Essa oportunidade nós perdemos. Não fizemos as reformas necessárias. O cenário para o futuro – a continuar assim – não está bom. Se continuar essa inação, é um cenário ruim. Se o governo tentar aumentar muito o gasto público, sem ter reduzido o gasto obrigatório, vai piorar (a situação do país) no futuro, vai piorar a renda e o emprego. Se o governo tira o Auxílio Emergencial, sem fazer as reformas, é uma economia andando de lado com pessoas desassistidas.

Marcos Lisboa — Foto: Marcelo Brandt/G1
Marcos Lisboa — Foto: Marcelo Brandt/G1
  • No curtíssimo prazo, o que poderia ser feito?

São três pontos. Primeiro, endereçar a PEC Emergencial e o que o governo vai fazer com os seus gastos obrigatórios, qual vai ser a contribuição do governo federal com as suas despesas para poder ter um Renda Cidadã ou um Bolsa Família um pouco melhor. Dois, qual é a estratégia com estados e municípios, porque os gastos não param de aumentar com pessoal e, neste ano, eles tiveram uma folga imensa, com esse auxílio extremamente generoso que o governo federal deu.

E, por fim, vamos finalmente fazer uma agenda para liberar a economia de todas as amarras que nos condenam a esse crescimento medíocre há uma década, como começar a abrir, de fato, a economia, ter privatização, uma reforma tributária que nos aproxime do que o restante do mundo pratica.

  • E a inflação, preocupa em 2021?

Sim e não. Eu acho que o sistema de inflação e a condução da política monetária são temas da política de curto prazo. Isso aí é a gestão do dia a dia da política econômica. O que é preocupante é que nós estamos sofrendo os efeitos dos erros dos problemas estruturais da economia brasileira. Por que o câmbio subiu tanto? Por que o IGP-M (Índice Geral de Preços – Mercado, que reajusta a maioria dos contratos de aluguel) está tão alto?

Nós estamos enfrentando esses problemas porque o investidor está indo embora, o capital está desistindo do Brasil. São empresas fechando os seus negócios no Brasil. Não é de hoje que isso está acontecendo. Isso é grave.

O Brasil é um país muito complicado, as regras são muito incertas, o sistema tributário é caótico. O país está há vários anos, certamente desde o fim da década passada, construindo equívocos que estão custando muito caro e tem tornado o país cada vez mais pobre.

  • Com uma agenda econômica tão clara e necessária, por que as medidas importantes não saem do papel?

Em primeiro lugar, parece que são vários governos. E uma parte importante não quer reforma. Veja a reforma administrativa que foi mandada. Esquece. É um cosmético. Não vai ter impacto relevante. Na discussão da reforma tributária, uma pessoa fala uma coisa, outra pessoa fala outra coisa, alguém diz que não pode.
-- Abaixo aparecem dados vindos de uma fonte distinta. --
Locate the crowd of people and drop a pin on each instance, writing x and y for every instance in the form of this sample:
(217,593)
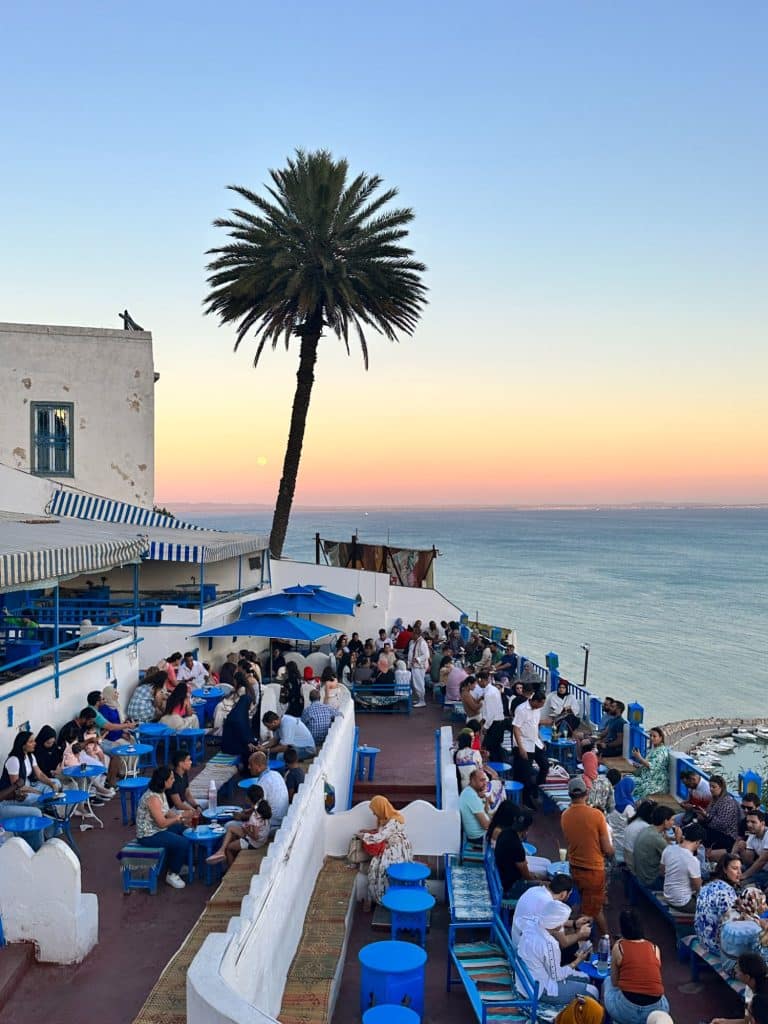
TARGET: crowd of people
(709,858)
Na discussão de vários itens, da própria Previdência, o Palácio do Planalto emitiu sinais de que era contra. Eu não sei se esse governo é um governo reformista, não parece ser. Parece ser um governo, pelo contrário, muito alinhado, no fim do dia, aos velhos interesses de corporações no Brasil

  • Com esse quadro, até que ponto dá para ser otimista com o futuro do Brasil?
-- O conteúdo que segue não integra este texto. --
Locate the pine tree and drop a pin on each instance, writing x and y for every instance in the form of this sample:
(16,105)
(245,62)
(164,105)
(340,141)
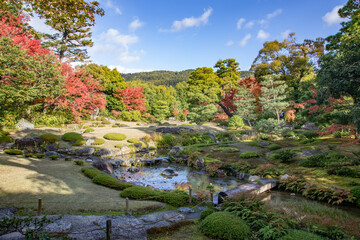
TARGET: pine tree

Eu acho que tem uma notícia boa e uma notícia ruim.

A ruim é que são muitas amarras. E as pessoas, às vezes, imaginam que são três reformas que transformam e tudo se resolve, o que revela que elas não conhecem a complexidade dos problemas do Brasil. Vou dar um outro exemplo: como é que o país vai atrair investimento com o que acontece com as agências reguladoras e com as concessões no Brasil?

Uma pessoa responsável, uma empresa séria, vai querer investir no Brasil no longo prazo? Pegar dinheiro de fundo de pensão de estrangeiros, o dinheiro dos seus acionistas, e colocar num país em que houve controle de preços da Petrobras, intervenção no setor elétrico, mudança da regra do jogo do setor de óleo e gás? Não.

  • E a boa notícia?

A boa notícia é que o Brasil tem uma imensa oportunidade de crescimento. Se a gente conseguir enfrentar cada um desses pontos, a cada pequena batalha ganha, o país cresce. h

Agora, para isso, tem de ter disposição política para enfrentar os grupos de interesse que se beneficiam das distorções, porque elas trazem lucro pra alguém. O país paga um preço caro por elas, mas tem um grupo se beneficiando dessas distorções. Se o governo não tem vontade política de enfrentar, aí fica difícil avançar com uma agenda de reformas.